Although, comparing to the previously mentioned approaches, using dictionary-based mutation requires a priori knowledge about the format of the input, it is easy to implement and still very powerful.

We conducted extra experiments on pngfix and sqlite to see how well Cerebro can compliment orthogonal techniques.

The experiments also last for 24 hours and are repeated 10 times to mitigate the effects of randomness.

On the left hand side are the results without dictionary-based mutation.

On the right hand side are the results with dictionary-based mutation.

Edge coverage on pngfix w/o dictionary

Edge coverage on pngfix w dictionary

Edge coverage on sqlite w/o dictionary

Edge coverage on sqlite w dictionary

From the results, we can see that dictionary-based mutation can help to increase the coverage of all three fuzzers.

In particular, AFLFast seems to benefit less from applying dictionary than the other two.

For example, AFLFast can achieve better coverage on pngfix than AFL when not using dictionary, but when supplied with dictionary-based mutation, AFLFast covers less code.

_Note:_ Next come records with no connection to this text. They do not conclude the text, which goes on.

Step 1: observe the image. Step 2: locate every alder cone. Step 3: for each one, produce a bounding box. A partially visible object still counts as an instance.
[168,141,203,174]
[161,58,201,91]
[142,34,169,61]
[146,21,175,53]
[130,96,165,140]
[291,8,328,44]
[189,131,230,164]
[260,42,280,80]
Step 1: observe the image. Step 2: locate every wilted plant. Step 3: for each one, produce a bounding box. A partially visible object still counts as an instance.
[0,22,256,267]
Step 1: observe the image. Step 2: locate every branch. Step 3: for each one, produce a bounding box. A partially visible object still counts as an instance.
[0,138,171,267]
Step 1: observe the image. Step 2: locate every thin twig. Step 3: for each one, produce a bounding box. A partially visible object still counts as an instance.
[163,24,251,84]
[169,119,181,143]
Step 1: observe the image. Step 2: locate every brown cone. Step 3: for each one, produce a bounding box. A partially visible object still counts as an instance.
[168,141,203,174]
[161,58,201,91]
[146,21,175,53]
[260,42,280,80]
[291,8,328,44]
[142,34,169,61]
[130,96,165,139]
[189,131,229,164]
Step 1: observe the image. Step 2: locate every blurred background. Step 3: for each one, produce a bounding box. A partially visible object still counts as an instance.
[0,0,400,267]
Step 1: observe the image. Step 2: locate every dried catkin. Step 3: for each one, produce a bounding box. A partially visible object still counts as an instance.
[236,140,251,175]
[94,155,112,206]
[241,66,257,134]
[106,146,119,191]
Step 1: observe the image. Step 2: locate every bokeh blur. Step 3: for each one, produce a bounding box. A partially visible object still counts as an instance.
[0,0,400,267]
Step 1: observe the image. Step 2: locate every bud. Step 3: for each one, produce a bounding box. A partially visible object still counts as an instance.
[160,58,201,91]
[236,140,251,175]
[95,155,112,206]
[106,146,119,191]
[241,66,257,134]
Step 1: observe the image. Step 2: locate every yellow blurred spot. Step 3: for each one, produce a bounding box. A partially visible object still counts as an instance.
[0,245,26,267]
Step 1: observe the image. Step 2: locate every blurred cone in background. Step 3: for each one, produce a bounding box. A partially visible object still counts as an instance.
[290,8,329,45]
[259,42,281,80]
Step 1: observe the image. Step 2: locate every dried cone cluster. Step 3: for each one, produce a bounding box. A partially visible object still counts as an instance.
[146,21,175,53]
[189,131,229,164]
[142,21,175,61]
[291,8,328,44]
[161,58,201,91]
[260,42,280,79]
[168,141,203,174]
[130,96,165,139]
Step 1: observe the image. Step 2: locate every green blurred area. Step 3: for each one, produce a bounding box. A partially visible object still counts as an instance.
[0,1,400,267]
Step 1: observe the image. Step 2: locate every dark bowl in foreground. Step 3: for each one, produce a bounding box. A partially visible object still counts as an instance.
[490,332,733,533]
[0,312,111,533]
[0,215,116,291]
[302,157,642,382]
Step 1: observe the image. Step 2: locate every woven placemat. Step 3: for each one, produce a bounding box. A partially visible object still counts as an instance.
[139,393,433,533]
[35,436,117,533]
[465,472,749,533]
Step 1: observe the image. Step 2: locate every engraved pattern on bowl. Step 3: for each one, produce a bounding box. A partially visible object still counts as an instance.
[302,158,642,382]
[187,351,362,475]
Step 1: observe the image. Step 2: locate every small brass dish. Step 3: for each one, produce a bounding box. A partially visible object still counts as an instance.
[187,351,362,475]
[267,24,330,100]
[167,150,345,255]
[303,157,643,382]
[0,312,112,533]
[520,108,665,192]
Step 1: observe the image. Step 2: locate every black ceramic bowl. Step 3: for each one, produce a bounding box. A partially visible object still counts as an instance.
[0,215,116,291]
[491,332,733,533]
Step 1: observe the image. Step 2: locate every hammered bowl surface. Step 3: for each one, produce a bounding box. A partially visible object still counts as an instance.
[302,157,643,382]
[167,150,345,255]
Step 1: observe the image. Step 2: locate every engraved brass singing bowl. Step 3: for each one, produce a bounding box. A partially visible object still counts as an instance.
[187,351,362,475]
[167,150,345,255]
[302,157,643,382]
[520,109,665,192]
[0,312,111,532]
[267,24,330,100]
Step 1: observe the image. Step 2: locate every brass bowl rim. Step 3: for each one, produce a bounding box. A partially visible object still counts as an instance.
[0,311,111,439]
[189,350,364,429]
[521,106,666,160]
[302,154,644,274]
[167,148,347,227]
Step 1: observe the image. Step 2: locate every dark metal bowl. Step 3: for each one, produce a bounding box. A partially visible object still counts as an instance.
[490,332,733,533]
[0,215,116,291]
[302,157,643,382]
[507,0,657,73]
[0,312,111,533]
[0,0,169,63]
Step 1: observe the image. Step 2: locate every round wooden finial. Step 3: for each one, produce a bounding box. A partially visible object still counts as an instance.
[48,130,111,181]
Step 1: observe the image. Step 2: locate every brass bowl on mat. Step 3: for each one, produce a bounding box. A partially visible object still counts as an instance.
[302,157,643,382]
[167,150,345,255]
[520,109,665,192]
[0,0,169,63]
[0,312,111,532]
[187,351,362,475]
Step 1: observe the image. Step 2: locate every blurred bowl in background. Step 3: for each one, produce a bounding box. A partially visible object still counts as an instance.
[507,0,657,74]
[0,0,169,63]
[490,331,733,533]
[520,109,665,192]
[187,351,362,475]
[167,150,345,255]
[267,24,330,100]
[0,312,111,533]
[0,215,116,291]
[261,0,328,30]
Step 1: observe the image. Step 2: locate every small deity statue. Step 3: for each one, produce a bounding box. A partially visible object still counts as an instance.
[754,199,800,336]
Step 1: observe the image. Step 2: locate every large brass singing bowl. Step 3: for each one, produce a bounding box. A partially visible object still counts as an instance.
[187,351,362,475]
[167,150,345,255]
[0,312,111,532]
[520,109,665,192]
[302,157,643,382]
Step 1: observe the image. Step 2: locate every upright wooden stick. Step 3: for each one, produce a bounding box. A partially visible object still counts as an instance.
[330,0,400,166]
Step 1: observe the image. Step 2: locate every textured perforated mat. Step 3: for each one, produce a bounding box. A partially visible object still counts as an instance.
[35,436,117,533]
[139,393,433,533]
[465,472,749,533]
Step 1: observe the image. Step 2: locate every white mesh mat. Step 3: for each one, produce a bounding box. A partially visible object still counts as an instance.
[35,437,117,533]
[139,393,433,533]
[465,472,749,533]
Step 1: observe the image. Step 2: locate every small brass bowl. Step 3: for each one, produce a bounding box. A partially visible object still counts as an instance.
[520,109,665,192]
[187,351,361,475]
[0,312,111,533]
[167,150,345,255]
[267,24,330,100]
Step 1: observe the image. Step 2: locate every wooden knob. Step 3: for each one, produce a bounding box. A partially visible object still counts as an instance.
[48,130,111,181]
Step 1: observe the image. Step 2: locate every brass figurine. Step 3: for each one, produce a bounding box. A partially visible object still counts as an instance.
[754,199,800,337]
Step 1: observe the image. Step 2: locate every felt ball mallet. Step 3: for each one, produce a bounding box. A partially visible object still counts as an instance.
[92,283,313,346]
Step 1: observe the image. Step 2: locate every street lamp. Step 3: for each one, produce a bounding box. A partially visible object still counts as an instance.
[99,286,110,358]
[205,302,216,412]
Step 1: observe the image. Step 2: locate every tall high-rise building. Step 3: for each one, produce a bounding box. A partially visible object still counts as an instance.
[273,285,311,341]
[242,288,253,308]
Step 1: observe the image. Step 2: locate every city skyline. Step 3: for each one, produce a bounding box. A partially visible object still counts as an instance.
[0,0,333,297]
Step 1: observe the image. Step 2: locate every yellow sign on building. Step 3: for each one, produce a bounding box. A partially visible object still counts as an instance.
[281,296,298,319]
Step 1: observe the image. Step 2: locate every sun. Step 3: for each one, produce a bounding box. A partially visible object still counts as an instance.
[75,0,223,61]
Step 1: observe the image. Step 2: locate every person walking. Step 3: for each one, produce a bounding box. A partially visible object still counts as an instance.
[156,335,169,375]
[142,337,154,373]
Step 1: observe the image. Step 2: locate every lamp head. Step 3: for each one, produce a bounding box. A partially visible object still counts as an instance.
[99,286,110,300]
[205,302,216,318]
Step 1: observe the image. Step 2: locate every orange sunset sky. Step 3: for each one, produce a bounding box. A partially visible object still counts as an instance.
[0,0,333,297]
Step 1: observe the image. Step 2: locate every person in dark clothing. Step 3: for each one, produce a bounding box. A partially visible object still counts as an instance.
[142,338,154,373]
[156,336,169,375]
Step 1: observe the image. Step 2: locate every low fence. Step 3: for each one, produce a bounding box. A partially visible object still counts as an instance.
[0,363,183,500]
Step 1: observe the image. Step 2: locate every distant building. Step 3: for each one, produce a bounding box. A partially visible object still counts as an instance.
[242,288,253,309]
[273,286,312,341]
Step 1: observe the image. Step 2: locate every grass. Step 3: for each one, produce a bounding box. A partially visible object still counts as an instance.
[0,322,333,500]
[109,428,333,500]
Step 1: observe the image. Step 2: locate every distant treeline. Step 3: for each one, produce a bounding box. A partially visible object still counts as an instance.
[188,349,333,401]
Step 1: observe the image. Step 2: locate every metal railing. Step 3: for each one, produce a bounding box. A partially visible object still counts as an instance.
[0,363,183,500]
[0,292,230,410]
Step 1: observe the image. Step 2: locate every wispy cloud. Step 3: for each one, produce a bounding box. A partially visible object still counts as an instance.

Another example is that on sqlite, AFLFast has a clear advantage of converging faster than the other two fuzzers in the first few hours when not using dictionary.

However, this advantage becomes much less significant when dictionary is used.

This is because AFLFast's seed prioritization and power scheduling algorithms favor the seeds covering rare (less frequently executed) edges and with dictionary, the rarity of the edges are disturbed (the frequency of executing certain edges are boosted by the passing those constraints).

On the contrary, the seed prioritization and power scheduling algorithms in Cerebro does not suffer from this issue and Cerebro can still take the lead in coverage when dictionary is used.

This shows that Cerebro can complement the constraint penetration techniques well.